I have relatively little luck and patience for Adobe flash on GNU+Linux. I've found that ies4linux is usually more stable for flash than anything else because at least Adobe *wants* flash to work with IE on Windows. I find the unpredictable stability of flash player an excellent excuse to abstain from all flash content whenever possible. If a website "requires" flash, it is broken. You you wouldn't scamper around installing browsers and plugins if you got a 404 error would you?
While I am not familiar with doing it at all in Ubuntu. Ubuntu supposedly had a package called ubuntu-restricted-extras which was a quick and dirty way to get common proprietary software installed.
The common culprits are not having libflashsupport or nspluginwrapper instaled, but the latter has more to do with bringing 32bit plugins to a 64bit FireFox, and I doubt the stamped cd from Ubuntu you have is 64-bit.
You're going to hear "Install Ubuntu 8.04 instead", and that's not a bad idea. If you don't have a cd of it, I will bring one to the next meeting. If I were you, and had to use Ubuntu, and Adobe flash, I would - Have to agree to its license at http://www.adobe.com/products/eulas/ - Download the .tar.gx file from adobe at http://fpdownload.macromedia.com/get/flashplayer/current/install_flash_playe... - Extract it (tar xf install_flash_player_9_linux) - cd in to it - run ./flashplayer-installer from the command line.
On Mon, Sep 8, 2008 at 6:07 PM, billycrook@gmail.com wrote:
While I am not familiar with doing it at all in Ubuntu. Ubuntu supposedly had a package called ubuntu-restricted-extras which was a quick and dirty way to get common proprietary software installed.

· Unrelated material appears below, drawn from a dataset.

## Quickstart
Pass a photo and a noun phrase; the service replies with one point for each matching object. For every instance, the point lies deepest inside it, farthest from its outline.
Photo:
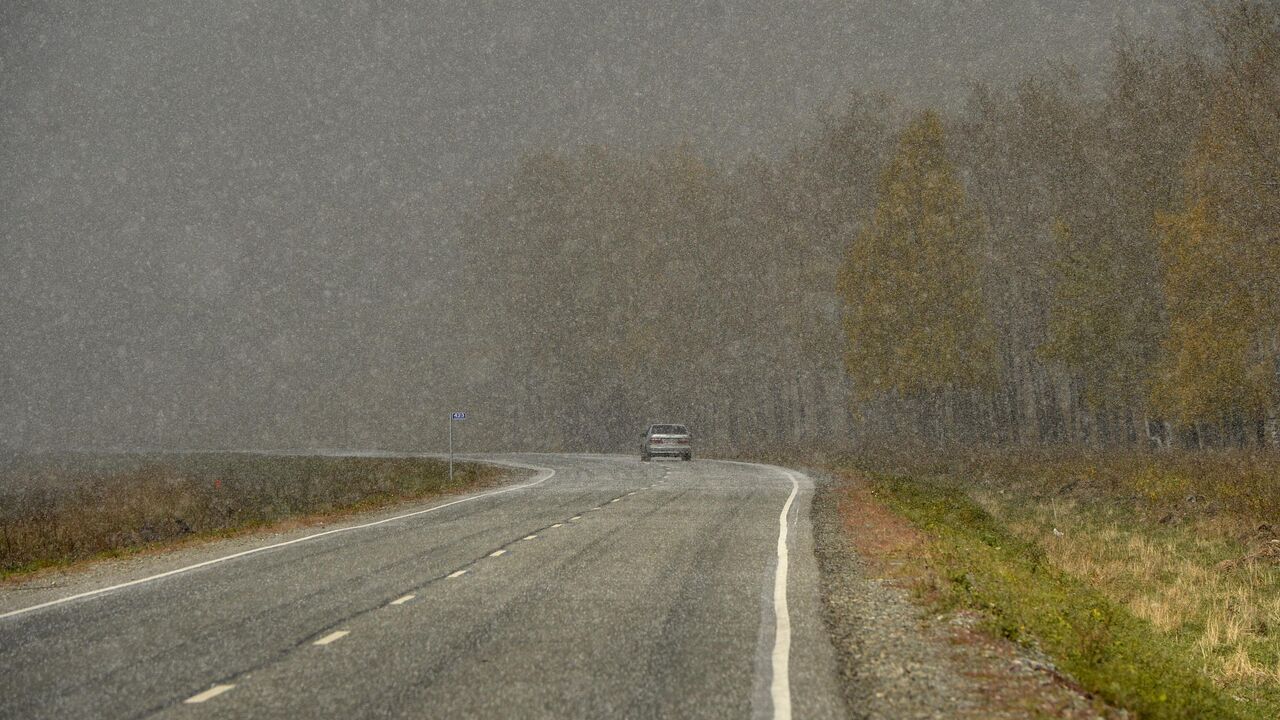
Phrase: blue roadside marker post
(452, 418)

I've almost always got it installed by visiting a Flash based site and following the nice requesters that come up about it. I do recall a bit of trouble at some point, but it was about getting Flash sound enabled on certain systems. I run 8.04 at home, but I do all the tech support on a 7.10 system at a friends house as their only PC. They visit Flash heavy sites all the time and never complain about it. Heck, the only complains so far were an interrupted update that killed X and CDs that didn't play well that turned out to be scratched.'
Jon.
--- On Mon, 9/8/08, Jon Pruente jdpruente@gmail.com wrote:
On Mon, Sep 8, 2008 at 6:07 PM, billycrook@gmail.com wrote:
While I am not familiar with doing it at all in Ubuntu. Ubuntu supposedly had a package called ubuntu-restricted-extras which was a quick and dirty way to get common proprietary software installed.
I've almost always got it installed by visiting a Flash based site and following the nice requesters that come up about it. I do recall a bit of trouble at some point, but it was about getting Flash sound enabled on certain systems. I run 8.04 at home, but I do all the tech support on a 7.10 system at a friends house as their only PC. They visit Flash heavy sites all the time and never complain about it. Heck, the only complains so far were an interrupted update that killed X and CDs that didn't play well that turned out to be scratched.'
Right now my main system is still running 7.10 (I have issues with how 8.04 handles my frequent "ftp server with login" server connections through the File Browser) and I had no trouble setting up Flash using the installer off Adobe.com.
I only recently learned about the ubuntu-restricted-extras package, but when I used it, it didn't seem to grab Flash for me so I had to go to the Adobe site anyway. Generally on a new install I go through "Add/Remove" and install all the GStreamer-restricted codec packages, as well as Avidemux (another restricted extra), but Flash remains an external package install.